One more thing that students might not know about — myself and officer Matt Randolph are trying to revitalize XUPD’s Facebook page and Twitter account and possible Instagram in the future. We’ll see. But we’re hoping to get the following there much higher. He just started taking it over two weeks ago and asked me to help, so I’d like to try and get the word out to as many students as possible.
Any final thoughts?
I don’t have any prophetic words of wisdom or anything like that. I appreciate the honor of being called the Officer of the Month. My sergeant told me when I got here yesterday, and I said, “Officer of the Month, is that a thing, what is that?”
I think it’s an awesome thing to start the Officer of the Month because all the officers that don’t necessarily get out and talk to as many people. I didn’t realize that there are so many people that read the Newswire. It’s pretty impressive how many students grab it and read through it.
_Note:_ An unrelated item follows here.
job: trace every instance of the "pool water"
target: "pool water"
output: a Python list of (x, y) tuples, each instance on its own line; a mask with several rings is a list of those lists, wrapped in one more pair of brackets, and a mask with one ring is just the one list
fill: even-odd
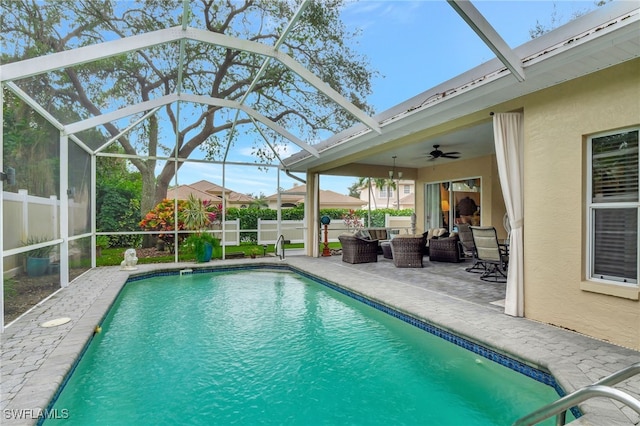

So I think that’s awesome to try and help the student body and even the faculty members get to know us because it’s hard for us to get to know really anybody, especially second and third shift where I get here at 3 in the afternoon, and by 5, most of the faculty members are gone. Any office people are generally gone.
So if we get a call, we’re getting called to somebody we’ve never seen, we’ve never met, know nothing about. They know nothing about us, they don’t know what to expect, and it’ll help a lot to just try to break down that barrier a little bit and make people feel a little bit more comfortable with everybody.